His eyes were a strange color. An opaque swirl of gray and blue. They looked odd to me, half-blind, like the eyes of a newborn, before they turn a more ordinary, permanent shade of brown. And I thought about how sometimes another body beside you in bed—the heat and weight of it—can make you feel more alone, not less.
He slid his hand under my shirt and rested it on my belly.
“I love you,” he said.
I opened my mouth to say something but he touched my lips.
“Shhh. I just want you to know.”
I WOKE THE NEXT MORNING before dawn. Andrew slept heavily beside me. His writing day wouldn’t begin for many hours. I stared at his face while he slept. His hair was stuck to his forehead with sweat. His cheeks were flushed, his brows raised as if he’d been surprised by something in his sleep.
I slid out of bed, showered, and got dressed in the dark of the living room. Outside,
the light was faint, barely there, just a hue in the sky. I always found half-lights more blinding than utter darkness, and my eyes didn’t know which way to adjust.
Winter was coming. I could feel it. Drizzle lay like a veil across my face. All along the way, out of the corner of my eye I saw things that made me twitch and gasp. A wet, pink fetus curled in the gutter, which was really just a raw chicken wing. A severed finger lying between two trash cans, which upon closer inspection was really a steak fry with ketchup on the tip. A puddle of colorful vomit that was just that.
I stared into the faces of the women I saw, studied them as if they were road signs—warnings of what lay up around the bend.
“Do Not Enter,” read one woman’s face.
“Slow Down,” said another.
Once the game started, I couldn’t stop.
Blind Corner, Merge Left, No Passing, Stay Clear, No Thru Traffic, Soft Shoulder, Dead End. I saw disappointment in the deep lines etched around a mouth. Rage in the cracks between the eyebrows. Wide eyes signified a bewildered hurt. A jaw jutting forward spoke of unfulfilled desire.
I wore only the corduroy jacket I’d brought with me from California. By the time I got to Midtown, I was shivering. The doors to the office building were still locked. I had to knock on the glass to get the attention of the security guard.
Upstairs, I headed down the hall toward my office, with my face turned down. As I rounded the corner I nearly crashed into a cleaning lady pushing a cart of equipment. We both jumped in fright. I had never seen her before. I had never come to work this early. She was tiny, with skin the color of molasses, and she wore a net over her straightened silver hair. She was old enough to be my grandmother.
“I’m sorry,” I said, touching my chest.
She chuckled. “Don’t be, baby. Don’t be.” Then disappeared down the hall.

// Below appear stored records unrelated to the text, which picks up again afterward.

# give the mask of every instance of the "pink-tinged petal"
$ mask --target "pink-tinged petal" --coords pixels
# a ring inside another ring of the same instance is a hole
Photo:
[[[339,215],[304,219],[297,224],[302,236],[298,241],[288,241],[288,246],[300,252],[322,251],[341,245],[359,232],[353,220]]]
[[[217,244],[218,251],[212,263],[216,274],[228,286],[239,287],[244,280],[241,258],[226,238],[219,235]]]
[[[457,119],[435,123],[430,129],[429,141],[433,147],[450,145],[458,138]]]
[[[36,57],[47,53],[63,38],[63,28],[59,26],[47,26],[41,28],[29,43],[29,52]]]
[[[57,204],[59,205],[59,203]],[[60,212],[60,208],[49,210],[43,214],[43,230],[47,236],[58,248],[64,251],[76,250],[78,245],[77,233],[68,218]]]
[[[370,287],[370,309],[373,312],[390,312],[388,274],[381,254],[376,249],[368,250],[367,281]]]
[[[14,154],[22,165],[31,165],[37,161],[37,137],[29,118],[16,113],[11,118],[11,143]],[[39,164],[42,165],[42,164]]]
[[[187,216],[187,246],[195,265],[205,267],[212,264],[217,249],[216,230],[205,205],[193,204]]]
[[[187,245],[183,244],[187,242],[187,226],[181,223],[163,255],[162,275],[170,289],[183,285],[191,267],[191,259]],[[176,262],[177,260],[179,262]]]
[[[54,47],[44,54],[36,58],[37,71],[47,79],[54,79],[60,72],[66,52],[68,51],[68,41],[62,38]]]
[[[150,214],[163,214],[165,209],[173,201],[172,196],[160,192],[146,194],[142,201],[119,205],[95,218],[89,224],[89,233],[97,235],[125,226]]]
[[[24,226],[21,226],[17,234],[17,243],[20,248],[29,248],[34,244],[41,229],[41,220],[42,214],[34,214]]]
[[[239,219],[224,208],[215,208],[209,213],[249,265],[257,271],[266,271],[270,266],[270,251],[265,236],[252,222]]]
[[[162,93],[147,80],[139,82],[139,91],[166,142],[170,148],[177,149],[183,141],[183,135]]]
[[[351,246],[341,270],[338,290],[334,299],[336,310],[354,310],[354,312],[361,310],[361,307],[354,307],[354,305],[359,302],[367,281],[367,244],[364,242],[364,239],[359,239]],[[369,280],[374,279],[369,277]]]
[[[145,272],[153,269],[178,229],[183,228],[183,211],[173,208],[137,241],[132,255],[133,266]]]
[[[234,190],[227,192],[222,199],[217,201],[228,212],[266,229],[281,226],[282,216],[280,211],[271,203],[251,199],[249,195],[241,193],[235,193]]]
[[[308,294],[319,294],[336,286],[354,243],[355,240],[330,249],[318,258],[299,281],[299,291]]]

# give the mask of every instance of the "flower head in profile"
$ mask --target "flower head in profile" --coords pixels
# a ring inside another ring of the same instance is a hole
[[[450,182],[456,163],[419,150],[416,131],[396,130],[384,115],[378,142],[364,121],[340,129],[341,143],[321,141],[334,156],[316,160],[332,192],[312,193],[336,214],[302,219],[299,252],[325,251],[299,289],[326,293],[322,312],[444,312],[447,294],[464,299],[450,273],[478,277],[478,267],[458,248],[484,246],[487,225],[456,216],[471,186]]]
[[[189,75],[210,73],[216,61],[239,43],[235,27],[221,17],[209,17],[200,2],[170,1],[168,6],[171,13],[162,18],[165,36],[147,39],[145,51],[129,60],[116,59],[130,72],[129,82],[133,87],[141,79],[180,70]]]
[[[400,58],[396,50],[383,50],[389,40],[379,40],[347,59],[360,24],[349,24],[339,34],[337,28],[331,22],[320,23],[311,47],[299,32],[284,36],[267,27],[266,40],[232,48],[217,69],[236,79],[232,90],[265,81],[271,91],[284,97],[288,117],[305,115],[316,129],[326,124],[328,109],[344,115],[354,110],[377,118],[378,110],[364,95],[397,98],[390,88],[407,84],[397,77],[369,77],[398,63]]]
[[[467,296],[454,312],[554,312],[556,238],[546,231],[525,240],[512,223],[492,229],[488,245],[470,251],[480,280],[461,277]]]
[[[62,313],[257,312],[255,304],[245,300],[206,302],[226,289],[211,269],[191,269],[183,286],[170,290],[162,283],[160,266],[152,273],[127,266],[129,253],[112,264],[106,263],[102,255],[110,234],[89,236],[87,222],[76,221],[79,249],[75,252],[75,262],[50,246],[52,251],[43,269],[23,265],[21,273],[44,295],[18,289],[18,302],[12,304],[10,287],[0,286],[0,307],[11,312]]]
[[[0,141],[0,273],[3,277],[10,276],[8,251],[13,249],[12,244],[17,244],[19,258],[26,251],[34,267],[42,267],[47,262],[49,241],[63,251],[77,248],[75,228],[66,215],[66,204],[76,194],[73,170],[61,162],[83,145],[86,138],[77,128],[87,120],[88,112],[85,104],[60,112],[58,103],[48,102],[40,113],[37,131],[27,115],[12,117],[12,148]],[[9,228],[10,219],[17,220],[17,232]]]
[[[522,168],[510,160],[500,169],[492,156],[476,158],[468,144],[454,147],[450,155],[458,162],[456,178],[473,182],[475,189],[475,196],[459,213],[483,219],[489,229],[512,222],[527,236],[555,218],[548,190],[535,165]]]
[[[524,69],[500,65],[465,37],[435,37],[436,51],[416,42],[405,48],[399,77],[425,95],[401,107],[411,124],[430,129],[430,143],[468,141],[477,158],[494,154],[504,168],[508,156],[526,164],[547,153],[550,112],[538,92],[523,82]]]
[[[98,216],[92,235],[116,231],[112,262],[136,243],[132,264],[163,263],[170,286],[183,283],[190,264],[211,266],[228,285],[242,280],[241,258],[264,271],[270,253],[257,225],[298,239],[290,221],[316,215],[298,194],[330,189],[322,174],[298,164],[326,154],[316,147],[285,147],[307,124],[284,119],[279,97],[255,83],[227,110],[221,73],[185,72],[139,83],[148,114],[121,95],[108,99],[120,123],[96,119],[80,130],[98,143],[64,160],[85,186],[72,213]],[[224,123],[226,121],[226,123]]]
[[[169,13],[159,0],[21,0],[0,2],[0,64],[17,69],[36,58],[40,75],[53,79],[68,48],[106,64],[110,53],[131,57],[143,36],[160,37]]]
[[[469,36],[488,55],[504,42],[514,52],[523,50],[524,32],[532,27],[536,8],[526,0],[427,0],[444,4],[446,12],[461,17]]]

Back at my desk, I scanned the classifieds for leads on a new place to live.
4
A NDREW WATCHED ME with anxious eyes all week. He wanted to know what was the matter. I told him I was coming down with something. It was true. But it was a nameless illness, yet unformed, and I didn’t bother going to a doctor. In bed, I shrank away from his touch. No stirring of desire when he kissed me. His tongue in my mouth felt like a dentist’s instrument. I told him I had my period when I didn’t, and lay stiffly on the farthest edge of his mattress, not touching. He didn’t argue, but I could see he suspected the problem was more than blood.